Would you believe that Force was for sale in Paris, France, London, yes, again, the one in England, and Berlin, German Empire, no later than August, September and November 1902? Or that such sales began in Sydney, Australia, no later than March 1903? Incidentally, Force went on sale in Auckland, New Zealand, no later than October 1903. Better yet, Force Food set up a sales office in Malmö, Sweden, in June 1904. And here are proofs…
An advertisement for Force breakfast cereal issued by Force Food Company of Buffalo, New York, which proved that this product was for sale in Paris, France, no later than August 1902. Anon., “Force Food Company.” The New York Herald (European edition – Paris), 11 August 1902, 8.
The illustrated section of an advertisement for Force breakfast cereal issued by Force Food Company of Buffalo, New York, which proved that this product was for sale in London, England, no later than September 1902. Anon., “Force Food Company.” The Daily Telegraph, 19 September 1902, 5.

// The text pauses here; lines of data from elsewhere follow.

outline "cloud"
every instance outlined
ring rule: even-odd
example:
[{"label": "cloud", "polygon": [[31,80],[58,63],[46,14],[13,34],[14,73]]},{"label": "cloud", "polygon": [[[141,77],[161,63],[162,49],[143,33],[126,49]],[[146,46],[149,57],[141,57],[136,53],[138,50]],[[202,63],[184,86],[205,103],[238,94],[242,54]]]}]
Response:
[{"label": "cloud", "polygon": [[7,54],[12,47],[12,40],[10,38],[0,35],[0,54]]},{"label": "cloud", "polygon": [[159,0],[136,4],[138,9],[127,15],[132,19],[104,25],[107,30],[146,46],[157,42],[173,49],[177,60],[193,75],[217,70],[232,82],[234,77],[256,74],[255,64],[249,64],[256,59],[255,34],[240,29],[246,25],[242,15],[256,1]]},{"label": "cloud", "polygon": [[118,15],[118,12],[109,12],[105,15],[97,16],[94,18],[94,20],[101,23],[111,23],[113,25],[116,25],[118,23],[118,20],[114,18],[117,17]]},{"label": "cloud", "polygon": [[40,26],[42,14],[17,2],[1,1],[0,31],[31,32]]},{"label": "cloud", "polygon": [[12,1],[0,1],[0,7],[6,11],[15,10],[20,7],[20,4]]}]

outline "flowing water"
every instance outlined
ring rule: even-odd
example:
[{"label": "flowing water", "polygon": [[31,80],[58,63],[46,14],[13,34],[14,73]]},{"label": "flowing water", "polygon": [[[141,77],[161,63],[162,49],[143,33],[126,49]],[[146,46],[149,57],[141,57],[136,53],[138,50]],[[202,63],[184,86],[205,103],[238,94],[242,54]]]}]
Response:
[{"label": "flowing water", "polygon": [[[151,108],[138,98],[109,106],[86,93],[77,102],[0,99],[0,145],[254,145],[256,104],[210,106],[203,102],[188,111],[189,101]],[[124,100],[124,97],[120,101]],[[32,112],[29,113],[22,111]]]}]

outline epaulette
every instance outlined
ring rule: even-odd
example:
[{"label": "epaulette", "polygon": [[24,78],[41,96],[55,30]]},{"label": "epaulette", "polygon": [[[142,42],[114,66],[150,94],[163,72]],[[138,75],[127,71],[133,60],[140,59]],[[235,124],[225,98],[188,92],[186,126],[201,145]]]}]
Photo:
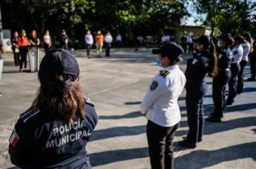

An advertisement for Force breakfast cereal issued by Force Food Company of Buffalo, New York, which proved that this product was for sale in the German Empire no later than November 1902. Anon., “Force Food Company.” Straßburger Post, 17 November 1902, unpaginated.
Did you notice that Force Food did not use our friend Sunny Jim in its 1902 (and 1903?) British, French and German newspaper advertisements? The young person in the English advertisement was known as Miss Prim by the way. That creation of an unidentified English artist was soon cast aside in favour of Sunny Jim.
And yes, my observant reading friend, a fly pushing a box of breakfast cereal was just weird. The last thing a firm like Force Food wanted was to see its product associated with something as unsanitary as flies. Miss Prim indeed needed a less sketchy sidekick! Thank you.
A package of undisclosed size of Force, “the most delicate and delicious of all Cereal Foods, the Great BRAIN and NERVE FOOD,” on the shelf of a store in Sydney, was said to be worth 10 pence around March 1903, a sum which corresponded to about $7.35 in 2024 currency. By comparison, a package (of similar size?) cost 50 pfennigs in the German Empire around November 1902, a sum which corresponded to about $ 5.90 in 2024 currency.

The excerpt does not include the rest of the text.